It’s still hard to believe that North Korea fired long-range missiles. We took all the trouble of invading Iraq, and it turns out that the Weapons of Mass Destruction were somewhere else. Boy, is our face red! Who knew that hunting for WMDs is like searching for your car keys? They’re always in the last place you look.
Japan is concerned about the launch, and they’re continuing to make noises about building up their military forces again. Japan has been a pacifist nation since the end of World War II, when the United States wrote into their constitution that they couldn’t use force to resolve disputes. Personally, I think we should simply bargain with Japan.

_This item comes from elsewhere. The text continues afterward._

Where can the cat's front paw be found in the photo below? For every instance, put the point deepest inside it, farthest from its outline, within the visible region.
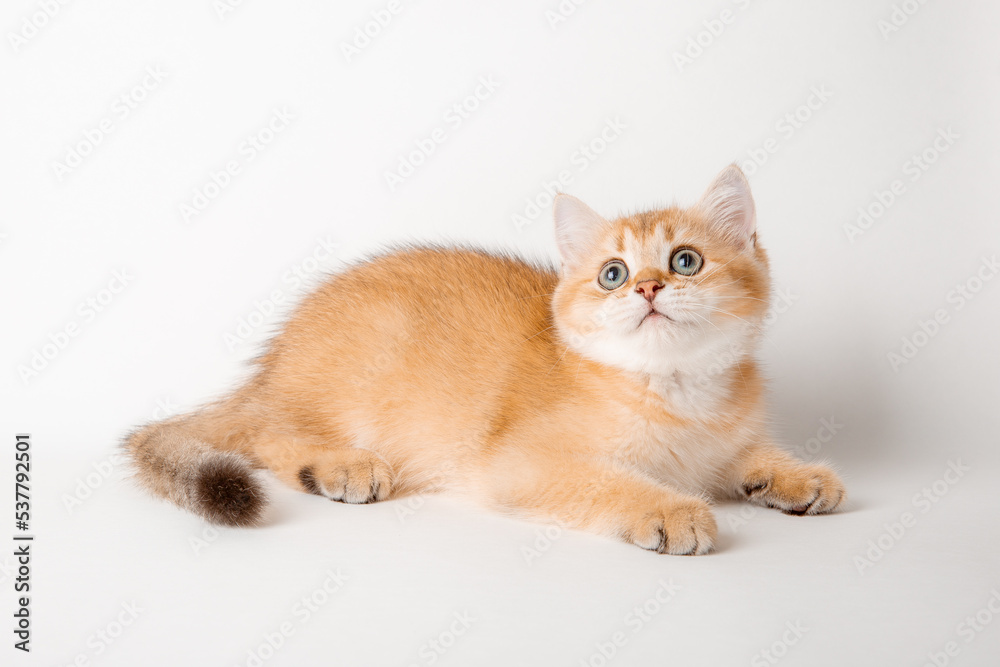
(682, 527)
(804, 489)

They want to start building up their military again? Fine--make a Godzilla movie with an actual plot and no cute kids, and maybe we can talk.
Over a hundred people have died in Iraq over the last few days, but the administration refuses to call what’s going on in Iraq “a civil war.” Notice how people just avoid the labels that they don’t like, even if they fit? This morning, the Bay Area’s BART transit system broke down. Officials called it “a gap in service.” No, you idiots, being five minutes late is a gap in service. Not showing up for an hour is breaking the hell down.
The thing that gets me is when people like Bush and Condoleeza make “surprise visits” to Iraq or Afghanistan. What’s that all about? What purpose does it serve?
“Hey, it’s me, President Bush! Surprise!”
“Oh. Uh...hi. Yeah, it’s true, we didn’t expect you. So--what did you bring us?”
“What do you mean?”
“Do you have an exit strategy? A way to get our country out of this spiral of bloodshed and violence?”
“Um, no. I’m just, y’know, showing up. Where people don’t expect it. Hey look! It’s me!”
(blank stare)
“Um, okay, if you need me, I’ll be hanging out in Air Force One. For an hour or so. Until it’s time to fly home.”
The fact is, the Revolutionary War started in 1775 and the British surrendered in 1781. That’s six years. We’ve been fighting in Iraq for four years, and we’ve accomplished squat. America is actually worse at fighting wars than we were hundreds of years ago. We’re hopeless at staging battles unless they involve Captain Jack Sparrow or Keira Knightley. Or maybe we could just send in Jack Bauer. You know how long it would take him to wrap up Iraq? I mean, I don’t know, but I’m guessing a day--tops.